Claro que no toda la demanda del sector público tiene el mismo efecto en la economía. Los salarios que se pagan a los maestros que no dan clase por estar en marchas y plantones, no tienen el mismo impacto que los recursos destinados a proyectos que van a permitir que haya también inversiones privadas y a la larga a aumentar la productividad del país.

Sin embargo, con mucho, el componente más importante de la demanda interna de la economía es el consumo privado, que tiende a ser más estable que la economía en su conjunto.

El crecimiento que ha tenido en los dos últimos años es de 2.3 por ciento anual real en promedio.
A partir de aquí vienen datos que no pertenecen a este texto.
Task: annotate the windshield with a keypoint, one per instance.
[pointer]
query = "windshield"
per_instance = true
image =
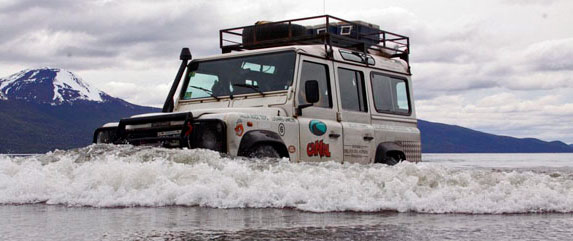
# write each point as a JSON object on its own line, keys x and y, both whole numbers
{"x": 249, "y": 74}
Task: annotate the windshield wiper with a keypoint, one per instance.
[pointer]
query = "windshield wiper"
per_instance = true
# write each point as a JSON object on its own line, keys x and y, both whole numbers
{"x": 206, "y": 91}
{"x": 255, "y": 88}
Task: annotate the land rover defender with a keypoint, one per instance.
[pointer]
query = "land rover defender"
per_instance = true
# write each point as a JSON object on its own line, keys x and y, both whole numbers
{"x": 333, "y": 90}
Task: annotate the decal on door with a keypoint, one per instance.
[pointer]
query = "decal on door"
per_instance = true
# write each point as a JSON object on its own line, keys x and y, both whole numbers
{"x": 318, "y": 148}
{"x": 317, "y": 127}
{"x": 239, "y": 129}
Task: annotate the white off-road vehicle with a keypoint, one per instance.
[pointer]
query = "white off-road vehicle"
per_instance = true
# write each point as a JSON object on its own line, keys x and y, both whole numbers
{"x": 337, "y": 90}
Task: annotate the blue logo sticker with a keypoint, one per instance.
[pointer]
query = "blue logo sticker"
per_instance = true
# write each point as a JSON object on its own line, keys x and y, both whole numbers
{"x": 317, "y": 127}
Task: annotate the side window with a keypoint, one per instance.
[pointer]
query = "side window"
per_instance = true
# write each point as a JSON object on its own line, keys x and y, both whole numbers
{"x": 318, "y": 72}
{"x": 390, "y": 94}
{"x": 352, "y": 91}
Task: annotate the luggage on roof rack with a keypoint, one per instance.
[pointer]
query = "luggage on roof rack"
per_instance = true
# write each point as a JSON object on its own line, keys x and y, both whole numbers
{"x": 325, "y": 29}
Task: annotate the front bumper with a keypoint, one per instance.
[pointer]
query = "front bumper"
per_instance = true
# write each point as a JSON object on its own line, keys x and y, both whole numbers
{"x": 169, "y": 130}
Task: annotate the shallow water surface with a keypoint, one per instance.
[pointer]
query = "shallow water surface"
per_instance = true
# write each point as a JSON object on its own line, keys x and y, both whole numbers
{"x": 104, "y": 192}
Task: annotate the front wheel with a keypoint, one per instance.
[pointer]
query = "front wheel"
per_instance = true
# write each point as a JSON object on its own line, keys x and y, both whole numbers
{"x": 262, "y": 151}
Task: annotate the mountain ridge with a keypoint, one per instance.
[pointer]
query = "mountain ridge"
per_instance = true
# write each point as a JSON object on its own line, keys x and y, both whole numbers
{"x": 444, "y": 138}
{"x": 49, "y": 108}
{"x": 49, "y": 85}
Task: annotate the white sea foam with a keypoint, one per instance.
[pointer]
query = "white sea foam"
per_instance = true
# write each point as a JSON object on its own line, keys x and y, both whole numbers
{"x": 120, "y": 176}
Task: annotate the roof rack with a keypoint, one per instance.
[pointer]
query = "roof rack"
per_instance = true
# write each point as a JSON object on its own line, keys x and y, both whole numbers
{"x": 323, "y": 29}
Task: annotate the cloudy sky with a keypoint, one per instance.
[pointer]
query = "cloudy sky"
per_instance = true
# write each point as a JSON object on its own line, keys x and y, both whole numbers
{"x": 504, "y": 67}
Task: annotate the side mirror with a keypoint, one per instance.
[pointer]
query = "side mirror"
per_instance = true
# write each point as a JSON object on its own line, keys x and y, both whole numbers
{"x": 311, "y": 91}
{"x": 312, "y": 95}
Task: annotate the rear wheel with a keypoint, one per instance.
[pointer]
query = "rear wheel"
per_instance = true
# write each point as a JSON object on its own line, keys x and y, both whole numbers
{"x": 393, "y": 159}
{"x": 262, "y": 151}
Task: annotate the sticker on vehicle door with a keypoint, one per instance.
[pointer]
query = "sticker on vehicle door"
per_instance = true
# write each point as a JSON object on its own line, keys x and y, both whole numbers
{"x": 318, "y": 148}
{"x": 317, "y": 127}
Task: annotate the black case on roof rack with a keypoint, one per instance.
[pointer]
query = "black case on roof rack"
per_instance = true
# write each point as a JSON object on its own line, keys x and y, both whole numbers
{"x": 325, "y": 29}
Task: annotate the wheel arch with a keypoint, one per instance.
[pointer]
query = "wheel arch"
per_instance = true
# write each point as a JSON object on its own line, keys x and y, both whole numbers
{"x": 385, "y": 150}
{"x": 262, "y": 137}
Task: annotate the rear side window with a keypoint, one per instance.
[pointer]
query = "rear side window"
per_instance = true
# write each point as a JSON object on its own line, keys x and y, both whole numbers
{"x": 390, "y": 94}
{"x": 318, "y": 72}
{"x": 352, "y": 91}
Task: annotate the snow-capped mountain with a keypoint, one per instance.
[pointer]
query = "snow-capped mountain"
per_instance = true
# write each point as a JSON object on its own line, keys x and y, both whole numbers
{"x": 49, "y": 108}
{"x": 49, "y": 86}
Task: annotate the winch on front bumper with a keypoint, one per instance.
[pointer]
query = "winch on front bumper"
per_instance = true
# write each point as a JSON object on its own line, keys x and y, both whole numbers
{"x": 169, "y": 130}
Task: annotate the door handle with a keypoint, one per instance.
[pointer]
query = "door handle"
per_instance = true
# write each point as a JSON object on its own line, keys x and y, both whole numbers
{"x": 333, "y": 135}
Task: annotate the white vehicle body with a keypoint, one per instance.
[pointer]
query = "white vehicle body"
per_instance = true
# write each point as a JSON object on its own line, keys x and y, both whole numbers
{"x": 365, "y": 112}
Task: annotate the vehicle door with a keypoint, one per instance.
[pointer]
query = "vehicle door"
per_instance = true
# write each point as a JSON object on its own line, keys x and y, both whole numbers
{"x": 320, "y": 132}
{"x": 358, "y": 142}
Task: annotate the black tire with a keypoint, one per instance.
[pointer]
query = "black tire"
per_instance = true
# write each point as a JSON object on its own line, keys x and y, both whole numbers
{"x": 264, "y": 32}
{"x": 264, "y": 151}
{"x": 392, "y": 159}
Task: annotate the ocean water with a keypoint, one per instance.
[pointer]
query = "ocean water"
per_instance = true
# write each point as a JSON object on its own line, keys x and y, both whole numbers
{"x": 105, "y": 192}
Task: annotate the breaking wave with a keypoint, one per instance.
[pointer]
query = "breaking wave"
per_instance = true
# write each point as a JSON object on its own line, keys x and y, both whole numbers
{"x": 126, "y": 176}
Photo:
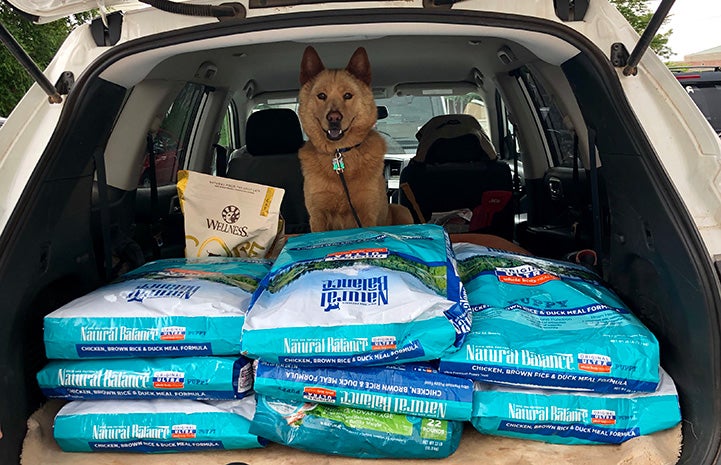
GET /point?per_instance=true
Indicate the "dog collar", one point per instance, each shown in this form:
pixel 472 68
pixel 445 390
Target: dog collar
pixel 338 163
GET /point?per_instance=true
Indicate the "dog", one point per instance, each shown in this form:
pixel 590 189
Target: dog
pixel 337 111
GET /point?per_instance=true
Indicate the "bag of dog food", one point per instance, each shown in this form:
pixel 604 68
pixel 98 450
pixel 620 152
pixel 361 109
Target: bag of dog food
pixel 159 425
pixel 172 307
pixel 549 324
pixel 198 378
pixel 226 217
pixel 565 417
pixel 354 432
pixel 368 296
pixel 410 389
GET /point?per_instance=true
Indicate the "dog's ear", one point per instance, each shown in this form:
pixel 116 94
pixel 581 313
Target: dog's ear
pixel 310 65
pixel 359 65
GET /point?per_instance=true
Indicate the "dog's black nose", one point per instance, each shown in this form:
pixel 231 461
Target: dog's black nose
pixel 334 117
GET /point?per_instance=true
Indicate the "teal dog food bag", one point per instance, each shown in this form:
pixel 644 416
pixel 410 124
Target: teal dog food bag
pixel 412 389
pixel 549 324
pixel 353 432
pixel 198 378
pixel 565 417
pixel 171 307
pixel 158 425
pixel 370 296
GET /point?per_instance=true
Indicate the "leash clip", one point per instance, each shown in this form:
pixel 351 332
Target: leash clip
pixel 338 165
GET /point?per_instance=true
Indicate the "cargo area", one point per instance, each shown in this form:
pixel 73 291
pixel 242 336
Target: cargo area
pixel 581 180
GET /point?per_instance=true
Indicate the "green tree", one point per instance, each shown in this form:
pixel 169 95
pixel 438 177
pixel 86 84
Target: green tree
pixel 639 15
pixel 41 42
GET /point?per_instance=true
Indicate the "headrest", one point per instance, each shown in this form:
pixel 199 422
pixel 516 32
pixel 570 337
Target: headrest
pixel 273 131
pixel 452 139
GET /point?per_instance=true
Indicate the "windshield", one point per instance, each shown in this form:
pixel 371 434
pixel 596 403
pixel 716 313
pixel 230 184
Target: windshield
pixel 708 99
pixel 406 115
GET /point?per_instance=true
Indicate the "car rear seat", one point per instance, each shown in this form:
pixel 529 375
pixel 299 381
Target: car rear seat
pixel 270 157
pixel 455 167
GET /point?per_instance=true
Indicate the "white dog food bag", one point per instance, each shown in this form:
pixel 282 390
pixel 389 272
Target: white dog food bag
pixel 226 217
pixel 370 296
pixel 197 378
pixel 159 425
pixel 171 307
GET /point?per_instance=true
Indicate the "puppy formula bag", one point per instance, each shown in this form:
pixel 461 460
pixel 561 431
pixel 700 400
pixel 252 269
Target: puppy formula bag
pixel 172 307
pixel 353 432
pixel 565 417
pixel 199 378
pixel 411 389
pixel 226 217
pixel 368 296
pixel 549 324
pixel 159 425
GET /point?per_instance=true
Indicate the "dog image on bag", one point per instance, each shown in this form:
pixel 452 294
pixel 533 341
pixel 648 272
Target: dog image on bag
pixel 342 161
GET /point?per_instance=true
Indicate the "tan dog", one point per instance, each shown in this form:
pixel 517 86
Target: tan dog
pixel 337 111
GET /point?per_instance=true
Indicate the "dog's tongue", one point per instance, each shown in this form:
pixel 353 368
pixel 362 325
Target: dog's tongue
pixel 334 133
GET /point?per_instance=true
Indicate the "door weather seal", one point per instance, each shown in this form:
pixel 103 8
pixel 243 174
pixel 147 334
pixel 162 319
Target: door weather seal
pixel 631 67
pixel 24 59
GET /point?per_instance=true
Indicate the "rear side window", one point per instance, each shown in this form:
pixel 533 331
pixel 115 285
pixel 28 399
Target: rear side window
pixel 559 138
pixel 708 99
pixel 170 142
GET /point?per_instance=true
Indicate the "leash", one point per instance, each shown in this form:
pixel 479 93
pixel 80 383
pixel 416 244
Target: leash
pixel 339 167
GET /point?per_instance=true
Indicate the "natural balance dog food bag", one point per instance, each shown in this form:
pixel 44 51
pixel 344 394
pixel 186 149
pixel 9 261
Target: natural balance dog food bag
pixel 353 432
pixel 411 389
pixel 159 425
pixel 367 296
pixel 226 217
pixel 172 307
pixel 549 324
pixel 198 378
pixel 566 417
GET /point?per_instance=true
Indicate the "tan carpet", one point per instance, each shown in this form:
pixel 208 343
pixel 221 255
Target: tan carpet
pixel 661 448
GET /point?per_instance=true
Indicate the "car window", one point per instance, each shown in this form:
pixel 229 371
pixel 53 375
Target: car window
pixel 707 97
pixel 560 139
pixel 170 141
pixel 406 115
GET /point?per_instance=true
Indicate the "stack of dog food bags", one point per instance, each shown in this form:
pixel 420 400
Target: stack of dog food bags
pixel 556 356
pixel 343 327
pixel 151 362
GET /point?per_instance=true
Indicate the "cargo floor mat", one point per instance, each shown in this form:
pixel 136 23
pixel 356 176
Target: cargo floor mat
pixel 660 448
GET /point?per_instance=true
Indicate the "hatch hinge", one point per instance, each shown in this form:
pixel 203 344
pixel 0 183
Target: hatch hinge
pixel 107 33
pixel 571 10
pixel 30 66
pixel 631 67
pixel 619 55
pixel 65 83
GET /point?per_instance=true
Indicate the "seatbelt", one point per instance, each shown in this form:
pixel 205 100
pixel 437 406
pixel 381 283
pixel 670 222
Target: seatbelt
pixel 155 227
pixel 595 200
pixel 102 183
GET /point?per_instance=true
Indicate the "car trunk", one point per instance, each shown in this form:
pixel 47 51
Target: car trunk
pixel 651 253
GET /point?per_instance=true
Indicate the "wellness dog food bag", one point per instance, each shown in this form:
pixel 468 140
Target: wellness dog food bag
pixel 173 307
pixel 159 425
pixel 574 417
pixel 549 324
pixel 355 297
pixel 354 432
pixel 199 378
pixel 411 389
pixel 226 217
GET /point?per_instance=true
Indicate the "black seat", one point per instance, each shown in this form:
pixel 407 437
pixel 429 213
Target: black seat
pixel 270 157
pixel 455 168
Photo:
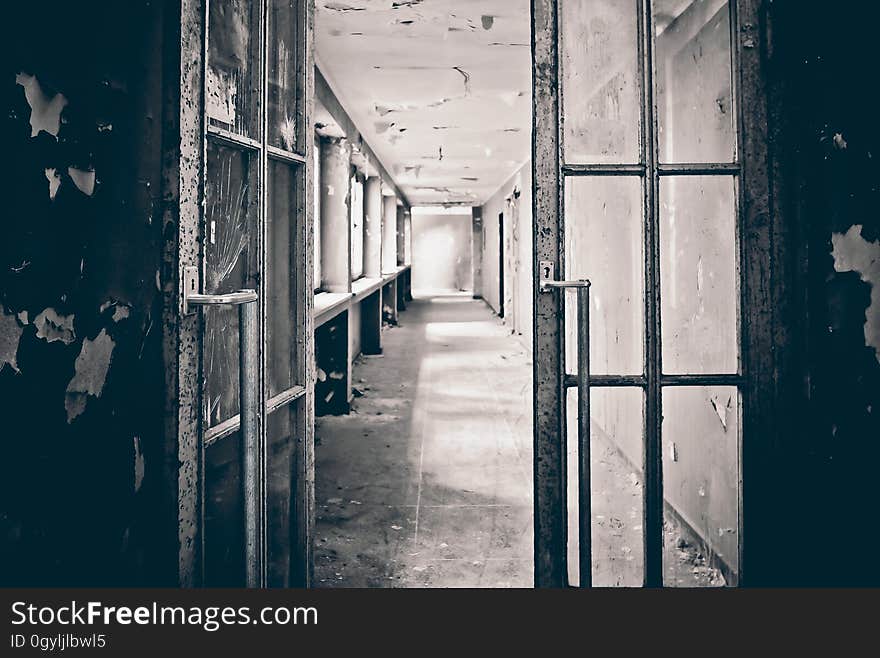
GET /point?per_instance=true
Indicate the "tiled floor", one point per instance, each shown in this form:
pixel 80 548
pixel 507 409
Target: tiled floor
pixel 428 482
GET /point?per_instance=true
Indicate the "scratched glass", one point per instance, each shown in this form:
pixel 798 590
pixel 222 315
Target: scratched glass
pixel 232 85
pixel 284 97
pixel 699 280
pixel 230 265
pixel 356 215
pixel 616 486
pixel 316 252
pixel 696 114
pixel 280 273
pixel 224 514
pixel 604 243
pixel 600 81
pixel 279 481
pixel 701 486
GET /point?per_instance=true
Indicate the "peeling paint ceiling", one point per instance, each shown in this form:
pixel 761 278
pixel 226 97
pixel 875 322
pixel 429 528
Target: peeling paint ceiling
pixel 440 89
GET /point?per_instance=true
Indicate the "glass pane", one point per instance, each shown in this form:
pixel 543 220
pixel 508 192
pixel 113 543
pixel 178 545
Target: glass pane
pixel 283 97
pixel 316 255
pixel 698 274
pixel 616 457
pixel 694 98
pixel 604 243
pixel 233 81
pixel 224 514
pixel 356 212
pixel 600 99
pixel 280 273
pixel 230 254
pixel 701 486
pixel 279 480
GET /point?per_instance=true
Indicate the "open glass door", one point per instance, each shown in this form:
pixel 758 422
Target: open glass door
pixel 253 511
pixel 638 397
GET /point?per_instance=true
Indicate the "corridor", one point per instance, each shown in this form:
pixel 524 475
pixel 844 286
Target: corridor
pixel 428 483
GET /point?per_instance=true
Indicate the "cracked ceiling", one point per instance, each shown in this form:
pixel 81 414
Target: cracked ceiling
pixel 441 89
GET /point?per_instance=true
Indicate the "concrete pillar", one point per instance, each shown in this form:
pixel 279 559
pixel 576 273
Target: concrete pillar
pixel 401 235
pixel 477 246
pixel 335 220
pixel 389 235
pixel 373 227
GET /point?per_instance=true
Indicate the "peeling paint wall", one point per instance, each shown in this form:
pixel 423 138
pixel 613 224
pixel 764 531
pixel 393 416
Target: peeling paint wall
pixel 80 313
pixel 819 493
pixel 514 199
Y, por ejemplo en el lustro previo a 2012, la tasa fue de 2.0 por ciento. Aún más, en el periodo de 2000 a 2014, la tasa promedio fue de 2.7 por ciento. Es decir, las fluctuaciones que tiene son relativamente menores.

En contraste, la inversión privada es altamente sensible a las fluctuaciones de la economía y a la expectativa de los agentes económicos. En los dos años que terminaron en el tercer trimestre del año pasado, apenas creció 1.3 por ciento anual en promedio.

Pero, por ejemplo, de 2000 a 2014, la tasa media anual fue de 3.1 por ciento, pero con grandes fluctuaciones.

Entre 2008 y 2009, tuvo una caída acumulada de 12 por ciento. Pero, en contraste entre 2010 y 2012, tuvo un incremento de 24 por ciento.

El factor determinante de las variaciones de la economía es principalmente la inversión privada.

Y, como se sabe desde hace mucho tiempo, esa inversión depende fuertemente de las expectativas y éstas a su vez son influidas por la confianza. Otra vez la confianza.

Vea usted cuando se elabora un plan de negocios, desde el más pequeño changarro hasta la empresa más importante, se requiere siempre definir alguna expectativa del crecimiento del mercado, y en éste cálculo, siempre está presente una expectativa en la que influye el ánimo.

Por esa razón, cuando se habla de la recuperación de la confianza no estamos hablando exclusivamente de un tema de orden social o político, sino del comportamiento de la economía.

Los volúmenes de inversión requeridos para dinamizar la economía mexicana nunca van a hacerse efectivos mientras el sector privado no tenga confianza.

En este momento, ésta tiene que ver fuertemente con el tema del Estado de derecho.

Los inversionistas saben que el entorno internacional no es controlable, pero sí el cumplimiento de la ley.

Si el Estado, que no sólo el gobierno, no logra un cambio efectivo en la percepción respecto a su disposición y capacidad para hacer cumplir la ley, va a ser difícil que la inversión crezca lo necesario.